One of the learned would of course be me. I can say this because I’ve written a book on the integrative management of migraines and epilepsy (which is, unfortunately not the name of the book–my select members of a focus group nixed this title pretty quickly, leaving me with less dramatic: Migraines and Epilepsy; How to find relief, Live well and Heal your brain).
Sounds like a scary title, huh? Good, because if you suffer from migraines, you NEED to understand how serious this truly is.
And it is not about controlling the headache. Although this may be the immediate need, this limited approach does nothing for protecting your brain. And make no mistake–migraine sufferers have a greatly increased risk for things like heart disease, stroke and dementia. Masking the headache with medication does not change your increased risk–it’s still going to happen unless you do something about it.
This is not the first time I’ve pointed out the links between migraines and seizures (as if my book, Migraines and Epilepsy wasn’t hint enough…) and it won’t be the last.

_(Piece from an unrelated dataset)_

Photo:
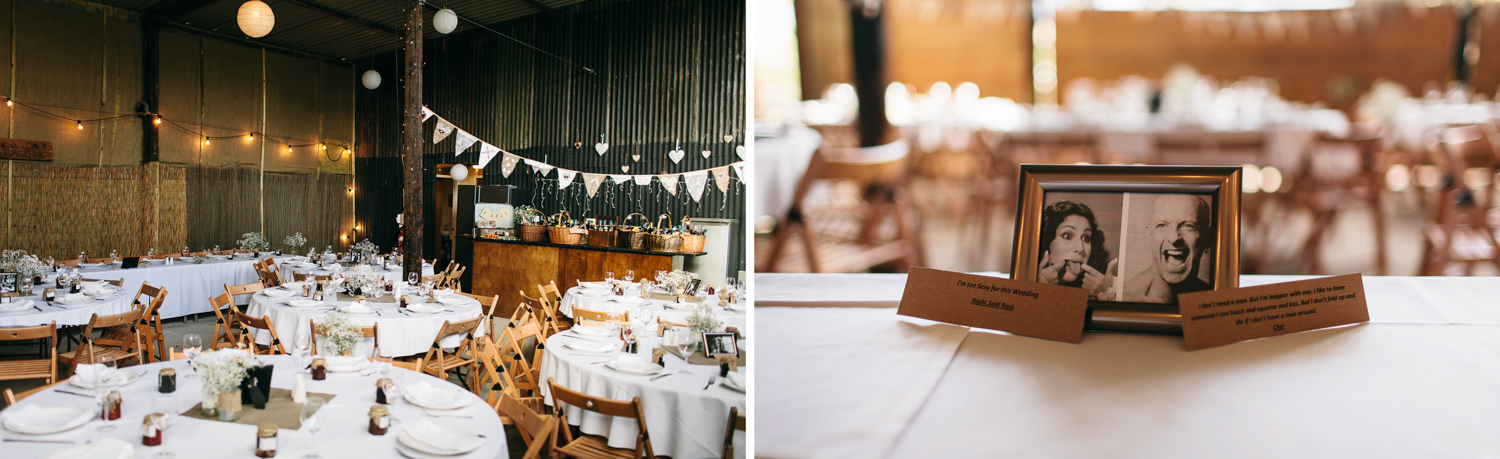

The reason I need to keep pointing it out is that mainstream medicine (neurologists included) don’t seem to see the association and consider them “comorbidities.” Comorbidities mean that they are occurring simultaneously and not necessarily related. Usually, comorbidities are medicated separately (because that’s how we “treat” everything in this country). Take diabetes and high blood pressure. Medicated separately. Heart disease and colon cancer. Separately.
Magnesium, phospholipid and energy metabolism between migraine syndromes.
I found it very interesting when one of my patients with seizures consulted an ER doctor friend of hers about her seizures. He basically informed her that she needed to be on antiseizure medication (with a standing order for bloodwork to check liver enzymes every two weeks…) and nothing else had any effect.